Of course, Europeans should not be expected to use identical arguments to those deployed in U.S. courts. Nevertheless, they should not disregard opportunities to pursue constitutional litigation to advance freedom. Litigation alone rarely yields complete reform, but it remains a powerful instrument, especially when paired with political action. While there is much to learn from Europeans on the first two contrasting points discussed, the reverse is true on this matter.
The above sketch is far from a full account of everything I observed and heard at the conference, nor is it a complete comparison of American and European libertarians. Yet the three contrasts highlighted here struck me as particularly salient.

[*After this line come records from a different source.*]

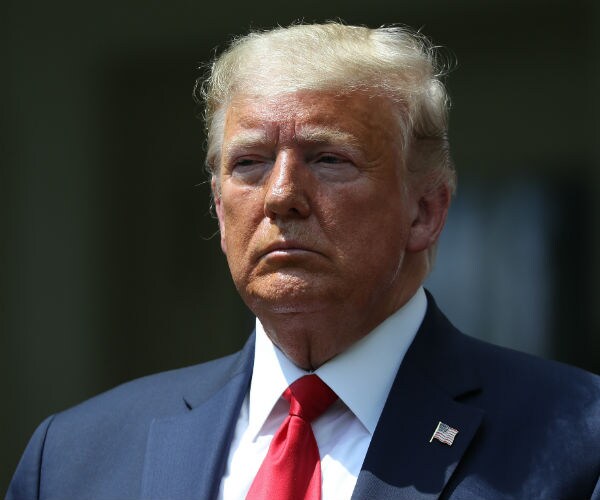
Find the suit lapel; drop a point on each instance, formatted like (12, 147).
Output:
(186, 454)
(401, 462)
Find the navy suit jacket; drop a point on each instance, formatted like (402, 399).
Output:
(527, 429)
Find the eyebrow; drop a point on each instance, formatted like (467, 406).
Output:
(244, 139)
(314, 134)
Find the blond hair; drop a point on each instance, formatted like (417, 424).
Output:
(395, 62)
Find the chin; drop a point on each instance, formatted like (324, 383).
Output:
(287, 294)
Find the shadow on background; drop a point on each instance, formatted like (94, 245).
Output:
(109, 271)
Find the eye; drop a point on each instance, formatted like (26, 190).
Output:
(249, 169)
(331, 159)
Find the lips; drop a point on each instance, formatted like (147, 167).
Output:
(287, 248)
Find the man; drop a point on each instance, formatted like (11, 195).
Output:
(331, 177)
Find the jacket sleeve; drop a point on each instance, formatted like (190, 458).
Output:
(25, 484)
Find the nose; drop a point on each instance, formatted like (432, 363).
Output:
(287, 189)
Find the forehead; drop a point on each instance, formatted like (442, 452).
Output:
(312, 117)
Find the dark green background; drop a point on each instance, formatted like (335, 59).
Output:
(107, 266)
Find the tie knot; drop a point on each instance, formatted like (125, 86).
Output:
(309, 397)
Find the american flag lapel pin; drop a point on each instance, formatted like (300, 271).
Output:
(444, 434)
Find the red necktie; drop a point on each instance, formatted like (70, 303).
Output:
(292, 468)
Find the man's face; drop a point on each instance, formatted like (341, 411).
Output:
(315, 215)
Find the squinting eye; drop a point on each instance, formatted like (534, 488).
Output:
(246, 162)
(330, 159)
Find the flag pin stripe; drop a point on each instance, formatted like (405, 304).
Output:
(444, 434)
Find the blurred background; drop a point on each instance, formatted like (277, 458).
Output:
(108, 265)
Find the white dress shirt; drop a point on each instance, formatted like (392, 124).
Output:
(361, 377)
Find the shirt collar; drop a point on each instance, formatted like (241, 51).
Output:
(361, 376)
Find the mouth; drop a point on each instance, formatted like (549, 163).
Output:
(286, 249)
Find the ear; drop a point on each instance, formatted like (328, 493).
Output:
(430, 216)
(219, 209)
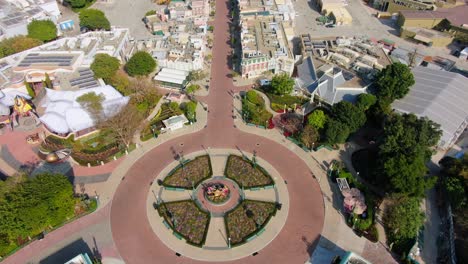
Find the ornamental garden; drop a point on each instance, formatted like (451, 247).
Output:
(217, 196)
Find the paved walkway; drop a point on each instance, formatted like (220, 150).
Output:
(294, 243)
(216, 249)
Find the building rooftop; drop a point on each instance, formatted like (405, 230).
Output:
(457, 16)
(439, 95)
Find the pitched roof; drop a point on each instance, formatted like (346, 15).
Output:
(439, 95)
(457, 16)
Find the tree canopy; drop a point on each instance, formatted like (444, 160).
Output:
(141, 63)
(44, 30)
(94, 19)
(317, 119)
(309, 136)
(29, 206)
(77, 3)
(104, 66)
(365, 101)
(403, 220)
(282, 84)
(350, 115)
(336, 132)
(455, 180)
(394, 82)
(406, 147)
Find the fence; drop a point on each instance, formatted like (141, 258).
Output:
(453, 257)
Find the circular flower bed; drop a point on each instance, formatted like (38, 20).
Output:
(216, 192)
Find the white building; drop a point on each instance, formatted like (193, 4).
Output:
(15, 15)
(175, 122)
(64, 115)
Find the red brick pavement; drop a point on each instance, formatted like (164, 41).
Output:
(232, 201)
(132, 233)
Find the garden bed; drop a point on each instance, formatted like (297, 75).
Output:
(247, 219)
(245, 173)
(186, 219)
(194, 171)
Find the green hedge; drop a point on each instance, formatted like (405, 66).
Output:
(257, 231)
(161, 207)
(179, 167)
(252, 164)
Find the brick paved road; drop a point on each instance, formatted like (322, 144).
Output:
(132, 233)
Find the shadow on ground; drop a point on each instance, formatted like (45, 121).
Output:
(70, 251)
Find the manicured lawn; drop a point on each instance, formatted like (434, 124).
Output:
(194, 171)
(247, 219)
(255, 112)
(187, 219)
(245, 173)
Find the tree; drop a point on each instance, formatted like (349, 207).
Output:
(44, 30)
(104, 66)
(47, 81)
(406, 147)
(336, 132)
(92, 102)
(309, 136)
(252, 97)
(349, 114)
(77, 3)
(28, 206)
(123, 125)
(93, 19)
(140, 64)
(191, 89)
(403, 220)
(455, 188)
(196, 75)
(365, 101)
(282, 84)
(317, 119)
(120, 82)
(455, 180)
(394, 82)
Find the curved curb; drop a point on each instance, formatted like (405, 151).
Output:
(222, 253)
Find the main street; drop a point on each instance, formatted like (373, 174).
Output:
(131, 231)
(133, 237)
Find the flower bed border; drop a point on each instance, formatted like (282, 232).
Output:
(257, 231)
(178, 234)
(179, 166)
(251, 163)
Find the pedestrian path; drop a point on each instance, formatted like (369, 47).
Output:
(335, 228)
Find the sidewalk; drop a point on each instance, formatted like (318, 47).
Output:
(106, 194)
(335, 228)
(216, 247)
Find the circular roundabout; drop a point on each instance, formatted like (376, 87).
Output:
(217, 207)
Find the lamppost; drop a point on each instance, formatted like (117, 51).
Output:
(254, 159)
(154, 132)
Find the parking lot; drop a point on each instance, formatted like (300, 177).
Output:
(129, 14)
(364, 24)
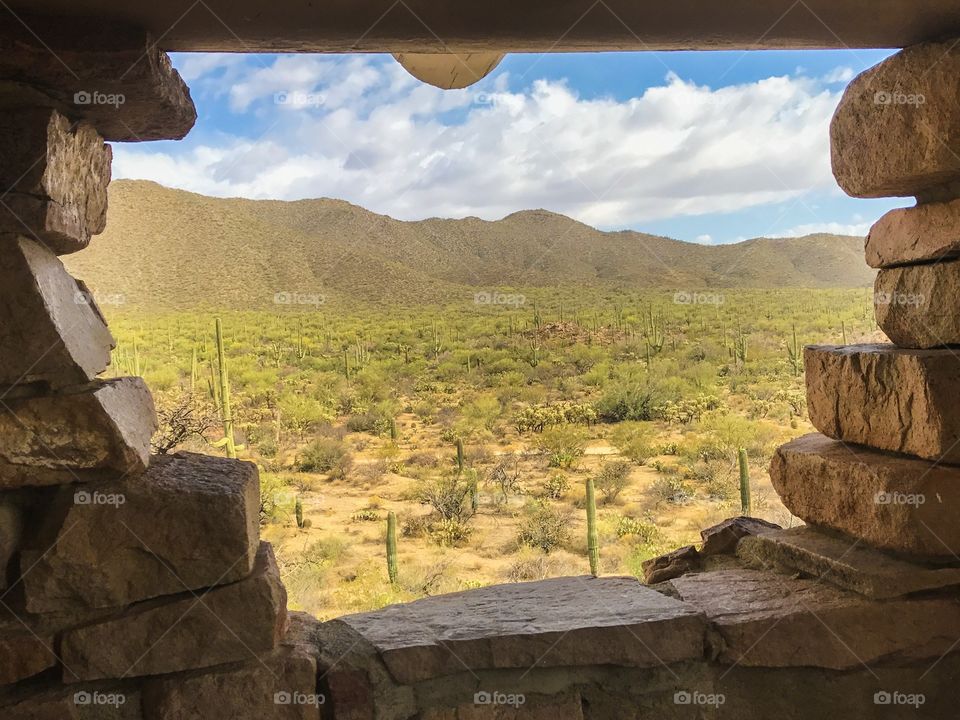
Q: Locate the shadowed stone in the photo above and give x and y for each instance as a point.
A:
(673, 564)
(52, 331)
(111, 75)
(551, 623)
(844, 562)
(54, 176)
(230, 623)
(893, 502)
(191, 521)
(896, 131)
(916, 305)
(770, 620)
(886, 398)
(281, 685)
(47, 439)
(722, 538)
(918, 234)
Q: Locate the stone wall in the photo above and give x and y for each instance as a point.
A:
(135, 587)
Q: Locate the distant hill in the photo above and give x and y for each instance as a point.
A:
(169, 248)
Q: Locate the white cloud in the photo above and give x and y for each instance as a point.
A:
(386, 142)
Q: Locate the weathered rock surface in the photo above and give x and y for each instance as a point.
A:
(892, 502)
(47, 335)
(111, 75)
(281, 685)
(55, 176)
(770, 620)
(231, 623)
(671, 565)
(896, 131)
(845, 562)
(916, 305)
(558, 622)
(106, 425)
(191, 521)
(925, 233)
(722, 538)
(886, 397)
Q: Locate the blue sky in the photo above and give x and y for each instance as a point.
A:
(706, 147)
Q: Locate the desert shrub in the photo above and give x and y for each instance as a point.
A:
(555, 486)
(563, 444)
(612, 479)
(326, 455)
(545, 527)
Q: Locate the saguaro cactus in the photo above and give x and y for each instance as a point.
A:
(746, 505)
(593, 545)
(392, 547)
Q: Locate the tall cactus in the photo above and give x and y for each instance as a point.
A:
(593, 545)
(225, 412)
(392, 547)
(746, 504)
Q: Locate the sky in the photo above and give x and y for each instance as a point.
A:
(708, 147)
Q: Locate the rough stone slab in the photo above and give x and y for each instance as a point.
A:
(106, 426)
(927, 232)
(896, 131)
(892, 502)
(886, 398)
(231, 623)
(722, 538)
(769, 620)
(551, 623)
(844, 562)
(671, 565)
(191, 521)
(52, 332)
(916, 305)
(54, 176)
(111, 75)
(281, 685)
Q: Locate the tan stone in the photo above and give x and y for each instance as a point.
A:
(106, 426)
(191, 521)
(896, 131)
(722, 538)
(551, 623)
(918, 234)
(769, 620)
(53, 332)
(54, 175)
(845, 562)
(892, 502)
(230, 623)
(671, 565)
(113, 76)
(916, 305)
(887, 398)
(281, 685)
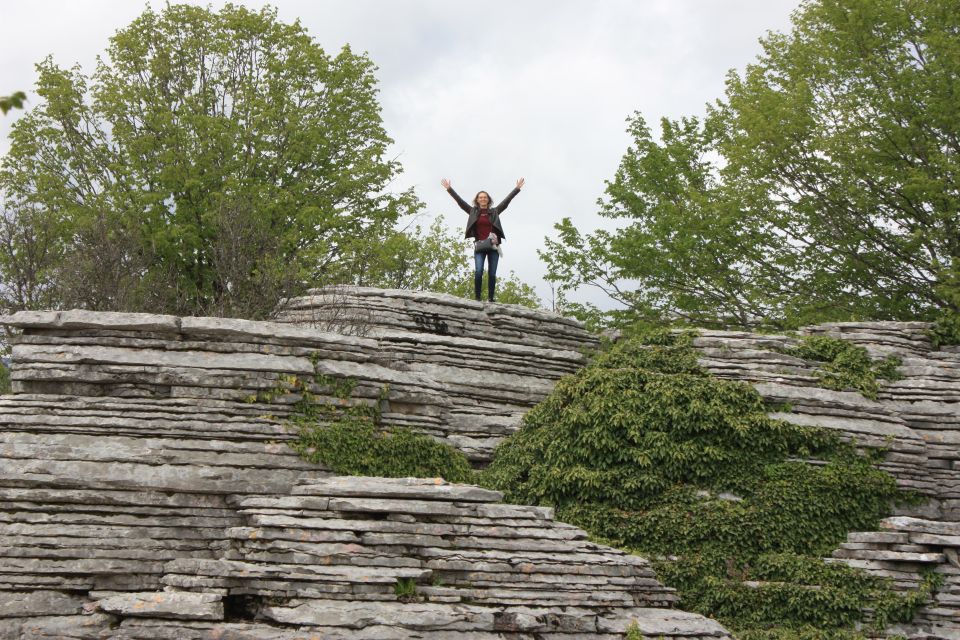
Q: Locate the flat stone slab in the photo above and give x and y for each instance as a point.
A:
(165, 604)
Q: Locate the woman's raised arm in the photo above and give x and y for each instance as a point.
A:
(511, 195)
(460, 201)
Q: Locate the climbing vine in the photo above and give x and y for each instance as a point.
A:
(648, 452)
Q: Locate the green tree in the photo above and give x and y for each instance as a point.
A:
(13, 101)
(213, 163)
(822, 187)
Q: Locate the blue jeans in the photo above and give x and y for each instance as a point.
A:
(493, 258)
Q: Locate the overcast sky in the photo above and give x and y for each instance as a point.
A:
(480, 92)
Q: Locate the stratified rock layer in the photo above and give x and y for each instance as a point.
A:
(147, 490)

The last time I spoke at a LibertyCon Europe conference—back in 2014—I heard a talk by the eminent Swedish libertarian Johan Norberg (who is now a colleague of mine at the Cato Institute). He argued that Europe is both the greatest and the worst continent. It is the greatest because it produced Enlightenment liberalism, the set of ideas that unleashed unprecedented freedom and prosperity for much of the world, including the United States. It is the worst because it also gave rise to socialism and fascism, the sources of enormous oppression, poverty, and mass murder. Fascism, of course, is a starkly ugly variant of nationalism, an ideology that also originated in Europe.
My hope is that the good Europe contributed to the world can ultimately triumph over the bad. Libertarians on both sides of the Atlantic should join forces to help ensure that outcome.